I really wish someone had identified this sooner so I could have gotten treatment earlier. I'm grateful my life has gone as well as it has. I don't have nearly as many things to look back on with regret as other people that were diagnosed late in life. It does suck to realize that everything really didn't need to be so difficult. And some habits and coping mechanisms that allowed me to function aren't exactly healthy for me or those around me, and those are hard to unlearn.

  • Wait... Do I have ADD? I've never thought so, because I have three close friends who do (diagnosed and medicated), and they've never described it like this. And, like, they're always starting things they don't finish. I have massive trouble starting things, just like you describe, and have built (effective, I'll point out) systems like sibling commenters describe. This whole thread has bent my brain a bit.

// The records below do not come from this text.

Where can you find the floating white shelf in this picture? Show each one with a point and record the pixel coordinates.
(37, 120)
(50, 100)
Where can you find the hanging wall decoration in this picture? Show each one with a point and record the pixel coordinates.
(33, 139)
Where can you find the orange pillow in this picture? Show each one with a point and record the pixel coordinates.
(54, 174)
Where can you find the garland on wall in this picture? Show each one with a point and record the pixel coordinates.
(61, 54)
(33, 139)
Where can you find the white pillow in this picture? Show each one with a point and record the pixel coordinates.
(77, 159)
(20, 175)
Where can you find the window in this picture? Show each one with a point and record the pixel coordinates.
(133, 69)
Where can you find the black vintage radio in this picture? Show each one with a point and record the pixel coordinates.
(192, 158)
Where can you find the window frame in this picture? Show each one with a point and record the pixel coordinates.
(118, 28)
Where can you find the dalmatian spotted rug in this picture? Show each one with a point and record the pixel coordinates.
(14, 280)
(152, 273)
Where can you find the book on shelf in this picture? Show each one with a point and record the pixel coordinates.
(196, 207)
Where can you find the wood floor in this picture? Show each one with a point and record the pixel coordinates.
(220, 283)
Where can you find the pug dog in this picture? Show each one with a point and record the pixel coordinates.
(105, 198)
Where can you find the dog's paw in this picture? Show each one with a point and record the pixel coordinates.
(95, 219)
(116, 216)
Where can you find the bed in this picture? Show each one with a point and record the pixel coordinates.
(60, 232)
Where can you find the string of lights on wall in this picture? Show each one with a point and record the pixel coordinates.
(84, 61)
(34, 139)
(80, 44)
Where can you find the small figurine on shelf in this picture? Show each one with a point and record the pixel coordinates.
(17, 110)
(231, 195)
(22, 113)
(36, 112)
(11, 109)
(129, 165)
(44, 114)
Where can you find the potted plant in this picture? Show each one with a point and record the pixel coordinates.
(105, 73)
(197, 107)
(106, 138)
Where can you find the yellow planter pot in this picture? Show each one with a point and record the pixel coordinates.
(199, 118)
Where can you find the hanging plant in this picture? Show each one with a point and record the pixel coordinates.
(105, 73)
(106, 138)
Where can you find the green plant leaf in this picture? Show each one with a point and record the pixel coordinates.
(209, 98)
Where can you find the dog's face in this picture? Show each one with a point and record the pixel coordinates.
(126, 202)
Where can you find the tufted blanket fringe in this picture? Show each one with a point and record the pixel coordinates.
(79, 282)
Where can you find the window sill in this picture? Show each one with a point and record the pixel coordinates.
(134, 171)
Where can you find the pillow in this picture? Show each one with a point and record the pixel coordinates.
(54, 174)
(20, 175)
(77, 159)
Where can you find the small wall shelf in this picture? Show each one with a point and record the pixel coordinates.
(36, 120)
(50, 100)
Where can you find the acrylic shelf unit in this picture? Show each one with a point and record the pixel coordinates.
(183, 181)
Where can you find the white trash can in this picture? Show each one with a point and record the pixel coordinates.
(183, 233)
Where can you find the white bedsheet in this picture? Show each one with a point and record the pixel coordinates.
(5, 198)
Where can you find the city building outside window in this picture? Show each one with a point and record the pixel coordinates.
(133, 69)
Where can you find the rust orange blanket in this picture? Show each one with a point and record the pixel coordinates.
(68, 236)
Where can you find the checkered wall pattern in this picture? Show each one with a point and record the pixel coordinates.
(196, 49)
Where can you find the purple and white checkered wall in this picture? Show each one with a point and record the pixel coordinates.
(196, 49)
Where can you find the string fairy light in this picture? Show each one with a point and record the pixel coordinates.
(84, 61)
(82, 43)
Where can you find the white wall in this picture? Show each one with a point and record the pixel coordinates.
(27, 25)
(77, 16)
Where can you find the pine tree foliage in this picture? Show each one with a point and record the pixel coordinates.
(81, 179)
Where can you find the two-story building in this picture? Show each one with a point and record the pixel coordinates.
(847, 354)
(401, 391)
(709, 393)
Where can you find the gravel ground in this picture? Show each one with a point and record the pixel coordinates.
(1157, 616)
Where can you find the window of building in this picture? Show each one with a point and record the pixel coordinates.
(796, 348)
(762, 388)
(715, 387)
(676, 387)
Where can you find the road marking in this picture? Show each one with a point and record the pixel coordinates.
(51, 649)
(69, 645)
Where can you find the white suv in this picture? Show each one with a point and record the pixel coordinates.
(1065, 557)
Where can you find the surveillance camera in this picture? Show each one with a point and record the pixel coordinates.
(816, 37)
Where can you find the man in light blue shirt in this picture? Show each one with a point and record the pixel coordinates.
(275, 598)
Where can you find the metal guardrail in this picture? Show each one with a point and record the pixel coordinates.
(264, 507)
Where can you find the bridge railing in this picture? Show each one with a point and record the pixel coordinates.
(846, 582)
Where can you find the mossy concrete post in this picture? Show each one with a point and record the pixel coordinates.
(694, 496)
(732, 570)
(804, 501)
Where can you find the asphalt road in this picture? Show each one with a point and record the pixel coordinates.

    • I found out I had ADHD because I was catching up with a friend who had been diagnosed since I last saw them. They'd been seeing a psychologist, taking medication, and generally addressing it. They were describing their experiences, strategies they had developed prior and now recognized, and others they were working on with the psychologist for addressing challenges, etc.

      I spent the entire conversation essentially going "Wait, what?! That's not normal?" and "Wait, what?! That's a coping strategy, not what everyone has to do to get through their life?".

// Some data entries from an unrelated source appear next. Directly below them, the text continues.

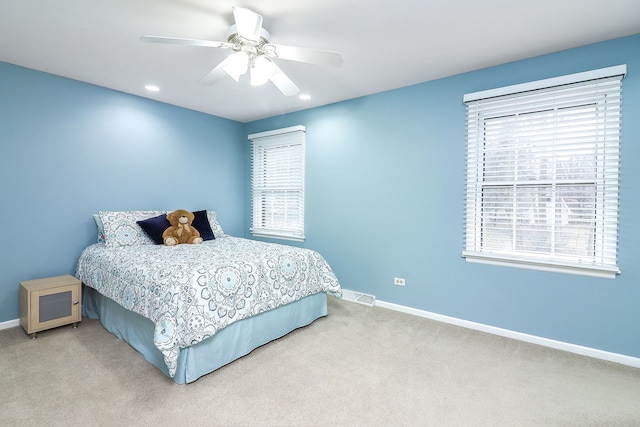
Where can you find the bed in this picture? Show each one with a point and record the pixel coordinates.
(191, 309)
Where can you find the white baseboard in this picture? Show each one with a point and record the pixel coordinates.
(9, 324)
(533, 339)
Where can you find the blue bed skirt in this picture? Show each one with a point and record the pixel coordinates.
(227, 345)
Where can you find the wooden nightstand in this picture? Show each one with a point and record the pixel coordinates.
(50, 302)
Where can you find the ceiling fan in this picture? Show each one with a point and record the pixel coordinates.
(253, 53)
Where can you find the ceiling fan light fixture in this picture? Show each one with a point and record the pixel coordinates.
(261, 71)
(236, 65)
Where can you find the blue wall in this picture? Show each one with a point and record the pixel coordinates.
(70, 149)
(385, 190)
(384, 199)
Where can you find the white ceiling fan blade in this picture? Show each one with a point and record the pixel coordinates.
(311, 56)
(248, 23)
(283, 83)
(188, 42)
(214, 75)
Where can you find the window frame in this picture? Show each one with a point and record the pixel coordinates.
(277, 183)
(474, 250)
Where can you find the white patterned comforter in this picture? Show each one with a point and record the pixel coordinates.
(192, 291)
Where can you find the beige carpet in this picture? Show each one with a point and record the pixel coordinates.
(360, 366)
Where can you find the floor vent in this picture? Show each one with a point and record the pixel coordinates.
(359, 297)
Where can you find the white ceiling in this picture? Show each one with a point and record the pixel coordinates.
(386, 44)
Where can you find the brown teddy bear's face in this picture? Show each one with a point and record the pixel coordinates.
(180, 217)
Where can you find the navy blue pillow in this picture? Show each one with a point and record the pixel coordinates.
(201, 223)
(154, 227)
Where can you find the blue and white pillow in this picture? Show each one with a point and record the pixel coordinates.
(121, 228)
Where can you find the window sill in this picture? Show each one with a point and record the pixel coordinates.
(543, 265)
(278, 236)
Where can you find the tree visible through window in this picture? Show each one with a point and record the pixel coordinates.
(542, 177)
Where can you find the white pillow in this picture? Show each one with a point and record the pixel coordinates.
(121, 229)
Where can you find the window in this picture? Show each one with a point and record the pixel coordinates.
(542, 174)
(277, 183)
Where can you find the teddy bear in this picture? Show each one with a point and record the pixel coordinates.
(181, 230)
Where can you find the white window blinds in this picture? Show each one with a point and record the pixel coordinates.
(277, 183)
(542, 174)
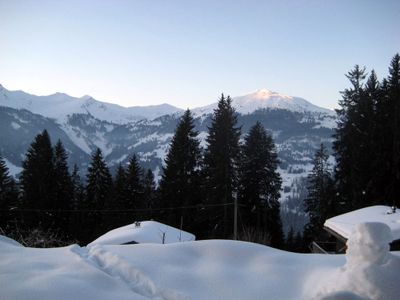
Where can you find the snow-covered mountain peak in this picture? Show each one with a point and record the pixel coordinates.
(60, 105)
(86, 97)
(263, 94)
(266, 99)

      Called my GP, told them my concern, they referred me to a psychiatrist. Psychiatrist asked me a bunch of questions and was like "Yep, you have ADHD. You have, naturally for someone your age, developed a lot of coping strategies, but those are also consistent with ADHD." and sent me back to the GP to start medication.

      So, do you have ADHD? I don't know!

      I'd suggest doing some reading about ADHD symptoms, about other people's experiences, and if a lot of it feels really relatable... maybe talk to a medical professional about it. If you do have it, even if you're coping successfully, there's no reason life needs to be as hard as it is.

    • I had that kind of a revelation right before I started the ball rolling. My kid has ADHD, and I didn’t “get” it for a while. When they described things like you mention, I assumed that was the way it was for everyone. I was completely shocked to find that no, it’s not, or at least not to that degree.

      Well, huh.

      (Similar story with asthma. I was training for a marathon relay. My doc asked how that was going, and I said it was fine, except you know how after a mile or so, you get cotton mouth and tunnel vision? No. No, they did not know. And that’s how I ended up with a pre-run inhaler, and immediately shaved a minute off my mile pace. Holy crap. Not everyone feels like they’re dying mid-run? Why did no one tell me?)

Does it mean you DON'T have ADHD if you get a stimulant affect from Adderall?

  • No. Brain chemistry is complex and different stimulants hit different people different ways. It took like 5 medications to find one that didn’t make me feel like a tweaker.

    • Originally diagnosed as a teen, was put on Adderall XR and it made me feel like an empty shell every day I took it - stopped taking it after a few months, figured the diagnosis was wrong. Last year after realizing many of my struggles in my adult life indicated I did, in fact, have ADHD, I went to my primary care provider and...well, duh, I do have ADHD. Started taking lisdexamfetamine (Vyvanse) and, while it doesn't magically make many years of learned habits vanish, I can actually function like a normal adult, or, as another poster in this thread said, I can get shit done without it being an emergency (or something I'm inextricably interested in that would immediately cause me to go into hyperfocus mode.)

      Hell, caffeine barely does anything for me if I'm not taking my meds - I could pound energy drinks and go to bed 30 minutes later. Meanwhile, unless I have built up a tolerance, nicotine would give me a legitimate rush, and I unknowingly self-medicated that way for years (though it was substantially less effective).

      The human brain is funny, it doesn't matter if you're ND or not, different stimulants affect people in wildly varying ways.

Similar experience here. I usually take the weekend off from the medication. Sometimes it serves as a reminder of what it was like before.